In a moment of madness, I borrowed togs, cap and goggles and without thinking it through lined up to take part. In hindsight, I wonder, what on earth was I thinking? I should have been on medication. It was only as my race was called, reality dawned.
Like someone walking towards execution, I made my way to the diving blocks, the whoops of support from young swimmers I coached making me feel ill. I climbed up on the blocks, which were much higher than I’d remembered.
“Take your marks.”
Bending down it struck me, ‘take your marks’ is a position that would fit well in a yoga class. The whistle blew and my body slapped into the water expelling all air from my lungs at great speed. However, remembering my audience of young swimmers who regularly hear me roar, “No breathing for the first half-length,” I kept my head down. With arms and legs flying I swam on, hoping I’d not blackout.
Finally, I gasped my first breath. It was then, as I sucked in glorious oxygen I saw her… a fellow swimmer, edging ahead. All thoughts of “help, I think I’m dying,” left me, as the will to win took over.
Ignoring the burning in my chest I battled on, despite momentarily losing all sense of direction as I emerged from the tumble turn.

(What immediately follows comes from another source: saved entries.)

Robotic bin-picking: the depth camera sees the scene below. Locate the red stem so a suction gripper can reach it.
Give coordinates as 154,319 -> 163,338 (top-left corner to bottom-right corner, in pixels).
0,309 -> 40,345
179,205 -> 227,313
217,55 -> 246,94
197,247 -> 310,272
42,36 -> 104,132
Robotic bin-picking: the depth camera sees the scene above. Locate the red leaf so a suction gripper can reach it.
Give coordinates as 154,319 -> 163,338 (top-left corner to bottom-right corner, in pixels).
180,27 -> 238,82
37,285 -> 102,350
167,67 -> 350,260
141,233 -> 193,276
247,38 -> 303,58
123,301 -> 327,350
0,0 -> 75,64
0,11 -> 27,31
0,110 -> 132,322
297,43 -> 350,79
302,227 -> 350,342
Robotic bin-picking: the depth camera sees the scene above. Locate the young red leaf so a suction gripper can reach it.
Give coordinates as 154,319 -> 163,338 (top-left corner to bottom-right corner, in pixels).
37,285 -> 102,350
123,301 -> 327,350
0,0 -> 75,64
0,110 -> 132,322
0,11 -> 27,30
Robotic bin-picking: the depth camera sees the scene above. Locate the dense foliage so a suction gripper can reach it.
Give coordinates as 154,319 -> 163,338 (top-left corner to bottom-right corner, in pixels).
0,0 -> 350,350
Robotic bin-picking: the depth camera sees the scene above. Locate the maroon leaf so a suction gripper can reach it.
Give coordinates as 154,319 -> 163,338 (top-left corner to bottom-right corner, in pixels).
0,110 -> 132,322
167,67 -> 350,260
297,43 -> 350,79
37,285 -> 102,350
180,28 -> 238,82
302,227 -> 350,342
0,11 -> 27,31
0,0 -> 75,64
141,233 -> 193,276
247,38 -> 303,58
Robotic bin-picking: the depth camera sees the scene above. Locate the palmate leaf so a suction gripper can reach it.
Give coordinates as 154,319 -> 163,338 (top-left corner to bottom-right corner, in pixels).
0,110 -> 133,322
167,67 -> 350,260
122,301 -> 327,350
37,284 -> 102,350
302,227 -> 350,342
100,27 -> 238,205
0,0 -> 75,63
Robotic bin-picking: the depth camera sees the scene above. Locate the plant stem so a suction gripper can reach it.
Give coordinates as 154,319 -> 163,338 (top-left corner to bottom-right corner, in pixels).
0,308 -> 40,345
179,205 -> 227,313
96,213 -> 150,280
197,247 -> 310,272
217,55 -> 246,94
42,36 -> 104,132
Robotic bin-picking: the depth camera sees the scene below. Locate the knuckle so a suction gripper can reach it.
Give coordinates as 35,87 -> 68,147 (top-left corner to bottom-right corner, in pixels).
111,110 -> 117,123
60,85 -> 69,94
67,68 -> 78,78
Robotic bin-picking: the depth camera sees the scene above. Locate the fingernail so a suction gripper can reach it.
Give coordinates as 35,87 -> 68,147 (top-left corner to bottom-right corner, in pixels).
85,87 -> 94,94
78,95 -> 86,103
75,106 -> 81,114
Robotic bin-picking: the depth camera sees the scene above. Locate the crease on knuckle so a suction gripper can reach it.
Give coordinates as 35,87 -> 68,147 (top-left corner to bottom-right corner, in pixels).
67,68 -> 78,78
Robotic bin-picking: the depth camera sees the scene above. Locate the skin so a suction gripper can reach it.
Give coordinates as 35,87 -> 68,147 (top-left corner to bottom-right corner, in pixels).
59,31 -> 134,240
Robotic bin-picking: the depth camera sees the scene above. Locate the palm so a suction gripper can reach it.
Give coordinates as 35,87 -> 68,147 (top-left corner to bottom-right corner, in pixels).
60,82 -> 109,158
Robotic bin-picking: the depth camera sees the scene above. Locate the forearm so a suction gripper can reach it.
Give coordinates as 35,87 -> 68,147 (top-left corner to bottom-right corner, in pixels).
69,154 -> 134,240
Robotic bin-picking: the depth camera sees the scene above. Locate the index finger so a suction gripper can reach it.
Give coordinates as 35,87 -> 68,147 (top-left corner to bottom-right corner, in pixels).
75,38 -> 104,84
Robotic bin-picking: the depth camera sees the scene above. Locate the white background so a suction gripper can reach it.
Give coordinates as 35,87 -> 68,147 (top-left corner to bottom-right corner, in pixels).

Five yards from the finish, yer one was still beside me. With nothing left to give, I resorted to silently calling her names as I kicked my dead legs furiously. Possibly moments from death I hit the finish, milliseconds before her. An Olympic gold medal winner could not have been more delighted.
On jelly legs, I approached the timekeepers.
“What time did I do?” I wheezed.
As they spoke, I suspected I must have water in my ears. Surely someone of my talent, who had raced as fast as I had, could not have recorded a time 12-year-old me would have been embarrassed by.
I wobbled away in need of a sit down. As life returned to my muscles, I vowed never again. It was time to move on.
And that is exactly what I did, to a lively local location, where I made another mistake…I forgot I was only going for one drink.
With age comes wisdom, they say. Thankfully, I’m not that old yet.